Jefferson's most remarkable exchange came with Senator Wilson Cary Nicholas. Nicholas warned that any public statement by Jefferson against the constitutionality of the Purchase might sink the treaty in the Senate. Jefferson agreed that "whatever Congress shall think it necessary to do, should be done with as little debate as possible, & particularly so far as respects the constitutional difficulty." Still, he could not resist the opportunity to restate his belief that the Constitution did not envision the addition of new states from territory not already part of the nation in 1789. The opposite construction, advanced by his cabinet and by Nicholas, too, would allow the United States to add "England, Ireland, Holland, [etc.] into it." Broad rules of interpretation, Jefferson warned, would "make our powers boundless" and would render the Constitution "a blank paper by construction." Jefferson claimed that when faced with a choice between two readings of the Constitution, "the one safe, the other dangerous, the one precise, the other indefinite," he would choose the "safe & precise" and instead "ask an enlargement of power from the nation where it is found necessary."
39

Jefferson had claimed authority for the President to act outside the Constitution itself when circumstances demanded it. If he had interpreted the powers of the executive narrowly, he would have put the Louisiana Purchase in danger. But it was Jefferson's strict constructionist views that created this dilemma in the first place. His reading of the Constitution seems mistaken and has never been the view of any of the three branches of government since. Article IV, Section 3 gives Congress the authority to admit new states and then adds the qualifier that when new states are formed from existing states, those states must consent. The broader power, without that qualification, must apply to something (otherwise, why not just make all admissions subject to state consent), and that something must be the creation of states out of new territory. As Lawson and Seidman argue, the Admissions Clause, as it is known, merely declares that "new states may be admitted by the Congress into this Union." Second, Article II's vesting of the executive power in the President contains a power to address national emergencies and crises. Jefferson could have read the executive power to include the authority to acquire the Louisiana Territory because of the threat to the national security if it had remained in the hands of other nations.
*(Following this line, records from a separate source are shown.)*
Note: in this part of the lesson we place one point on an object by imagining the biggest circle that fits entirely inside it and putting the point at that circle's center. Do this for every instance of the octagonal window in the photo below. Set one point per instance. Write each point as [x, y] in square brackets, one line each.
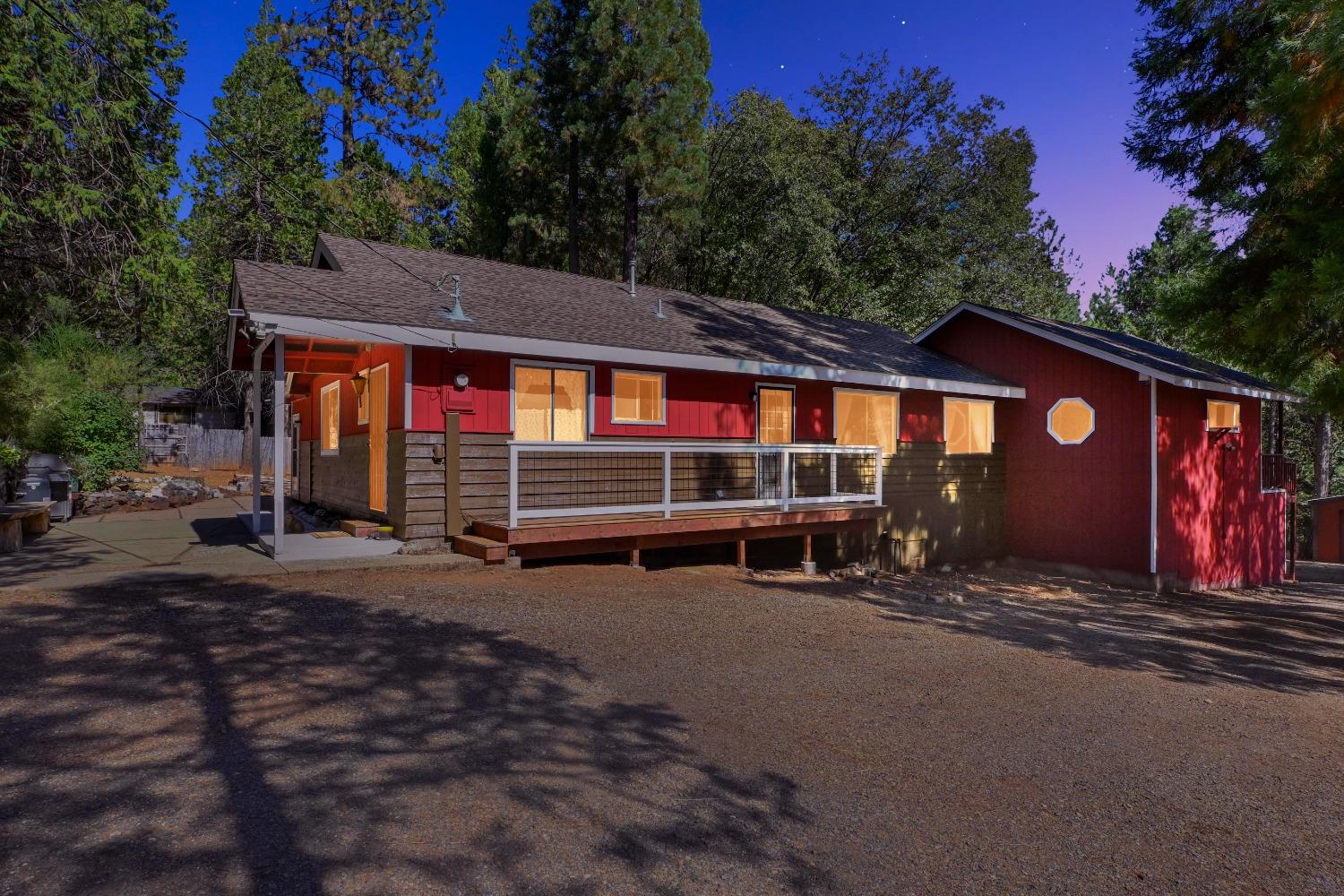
[1072, 421]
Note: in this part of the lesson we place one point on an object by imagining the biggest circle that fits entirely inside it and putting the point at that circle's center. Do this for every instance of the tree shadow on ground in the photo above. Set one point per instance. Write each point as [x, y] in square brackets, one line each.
[196, 737]
[1288, 638]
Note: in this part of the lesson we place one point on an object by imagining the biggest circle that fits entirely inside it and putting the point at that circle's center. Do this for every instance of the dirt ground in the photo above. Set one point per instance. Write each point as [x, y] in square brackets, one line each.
[596, 729]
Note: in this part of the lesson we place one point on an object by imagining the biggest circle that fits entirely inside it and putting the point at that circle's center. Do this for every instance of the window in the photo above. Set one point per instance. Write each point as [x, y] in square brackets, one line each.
[774, 414]
[550, 403]
[362, 401]
[1225, 416]
[639, 397]
[866, 418]
[331, 418]
[968, 426]
[1072, 421]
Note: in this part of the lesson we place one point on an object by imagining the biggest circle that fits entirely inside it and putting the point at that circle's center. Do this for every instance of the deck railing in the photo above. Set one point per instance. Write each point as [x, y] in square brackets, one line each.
[588, 478]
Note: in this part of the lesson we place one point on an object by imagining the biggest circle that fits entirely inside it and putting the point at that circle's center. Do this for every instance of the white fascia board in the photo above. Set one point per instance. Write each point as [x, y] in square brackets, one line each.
[1185, 382]
[360, 332]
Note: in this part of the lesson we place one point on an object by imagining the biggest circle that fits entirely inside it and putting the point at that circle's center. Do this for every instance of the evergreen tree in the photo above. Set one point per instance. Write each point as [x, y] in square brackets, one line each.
[650, 65]
[371, 62]
[1180, 261]
[86, 164]
[1239, 104]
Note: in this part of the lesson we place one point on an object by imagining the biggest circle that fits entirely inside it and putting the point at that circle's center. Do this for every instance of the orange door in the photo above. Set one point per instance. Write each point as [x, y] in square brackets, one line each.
[378, 438]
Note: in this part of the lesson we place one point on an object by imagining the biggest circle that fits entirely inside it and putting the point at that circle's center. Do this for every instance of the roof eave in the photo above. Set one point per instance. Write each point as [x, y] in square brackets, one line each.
[405, 335]
[1185, 382]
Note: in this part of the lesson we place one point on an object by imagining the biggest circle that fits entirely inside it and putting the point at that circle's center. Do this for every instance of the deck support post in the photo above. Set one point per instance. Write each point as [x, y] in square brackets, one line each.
[257, 352]
[277, 470]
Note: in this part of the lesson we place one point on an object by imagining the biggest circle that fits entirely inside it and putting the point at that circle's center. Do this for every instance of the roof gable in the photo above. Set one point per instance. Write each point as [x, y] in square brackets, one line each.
[1140, 355]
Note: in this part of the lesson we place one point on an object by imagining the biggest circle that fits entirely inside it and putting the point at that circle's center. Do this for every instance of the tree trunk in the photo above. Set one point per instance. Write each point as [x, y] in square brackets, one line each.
[574, 204]
[632, 226]
[1322, 457]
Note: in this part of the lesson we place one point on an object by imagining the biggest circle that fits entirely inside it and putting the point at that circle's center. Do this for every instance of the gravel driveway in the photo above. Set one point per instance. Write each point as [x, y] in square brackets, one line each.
[594, 729]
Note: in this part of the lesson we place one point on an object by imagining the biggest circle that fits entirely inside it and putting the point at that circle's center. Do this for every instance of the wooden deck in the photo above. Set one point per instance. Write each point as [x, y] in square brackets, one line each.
[567, 536]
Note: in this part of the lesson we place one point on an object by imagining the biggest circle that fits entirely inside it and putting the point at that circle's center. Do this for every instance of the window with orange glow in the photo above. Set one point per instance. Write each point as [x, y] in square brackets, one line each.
[550, 405]
[776, 413]
[867, 418]
[1225, 416]
[637, 397]
[330, 418]
[968, 426]
[1072, 421]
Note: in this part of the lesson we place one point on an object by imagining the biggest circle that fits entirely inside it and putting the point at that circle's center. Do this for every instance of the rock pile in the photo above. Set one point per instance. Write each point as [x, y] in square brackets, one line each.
[125, 495]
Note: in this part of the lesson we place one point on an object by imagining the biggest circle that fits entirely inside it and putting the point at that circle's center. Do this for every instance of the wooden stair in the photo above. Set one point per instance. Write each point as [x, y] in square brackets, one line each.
[481, 548]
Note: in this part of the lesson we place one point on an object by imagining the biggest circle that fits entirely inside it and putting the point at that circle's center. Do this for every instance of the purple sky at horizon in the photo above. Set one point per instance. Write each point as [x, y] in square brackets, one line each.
[1061, 67]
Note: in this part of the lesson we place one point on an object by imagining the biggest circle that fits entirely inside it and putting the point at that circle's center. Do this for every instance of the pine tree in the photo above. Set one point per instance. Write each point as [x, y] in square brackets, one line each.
[371, 62]
[650, 66]
[86, 166]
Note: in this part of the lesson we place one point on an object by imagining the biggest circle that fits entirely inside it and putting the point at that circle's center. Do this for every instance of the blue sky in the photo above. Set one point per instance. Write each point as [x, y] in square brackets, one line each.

Instead, Jefferson chose to keep both Louisiana and his constitutional faith by turning to the prerogative. Jefferson's political dexterity made him flexible enough to take advantage of this great national opportunity, even to the point of adopting a vision of presidential powers potentially broader, in some ways, than that of Hamilton. Washington had established the legitimacy of the national government by keeping his energetic executive within its constitutional bounds. Hamilton had given theoretical punch to Washington's actions by arguing that the Constitution had to include the power to address every national emergency, and that this power would naturally reside in the executive. Jefferson, however, approached the Presidency more in keeping with Locke's theory of the prerogative. In his letter to Breckinridge, Jefferson had bypassed constitutional objections to the Louisiana Purchase by comparing his position to that of a guardian who acts beyond his authority but in the best interests of his ward. He had to seize the opportunity "which so much advances the good of the country." In response to the firing on the
Chesapeake
, Jefferson again acted beyond his constitutional powers. In both cases, Jefferson claimed that unforeseen circumstances, produced either by necessity or by opportunity, required him to exceed his legal powers to protect the greater good. Following Locke, Jefferson looked for ratification for his
ultra vires
decisions -- "an indemnity," as he wrote to Breckinridge -- from the people through their representatives in Congress.